- Jobrin Location of Jobrin in Ontario
- Coordinates: 50°07′04″N 86°06′19″W﻿ / ﻿50.11778°N 86.10528°W
- Country: Canada
- Province: Ontario
- Region: Northeastern Ontario
- District: Cochrane
- Part: Cochrane, Unorganized, North
- Elevation: 295 m (968 ft)
- Time zone: UTC-5 (Eastern Time Zone)
- • Summer (DST): UTC-4 (Eastern Time Zone)
- Postal code FSA: P0L
- Area codes: 705, 249

= Jobrin, Ontario =

Jobrin is an unincorporated place and community in the Unorganized North Part of Cochrane District in northeastern Ontario, Canada.

It was a railway station at mile 116.5 on a now abandoned portion of the Pagwa Subdivision, Cochrane Division of the Canadian National Railway main line originally constructed as the Hearst Subdivision, District 2 of the National Transcontinental Railway transcontinental main line, between the railway points of Grant to the west and Lynx to the east.

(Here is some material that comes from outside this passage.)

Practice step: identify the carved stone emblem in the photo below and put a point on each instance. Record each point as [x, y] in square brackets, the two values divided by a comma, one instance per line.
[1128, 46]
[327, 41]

Jobrin is between Jobrin Creek (itself between Upper Jobrin Lake upstream and Jobrin Lake downstream) to the west, and the Atikasibi River to the east. Both are part of the James Bay drainage basin, and both flow to the Kenogami River: Jobrin Creek south to Chipman Lake, and the Atikasibi River northeast.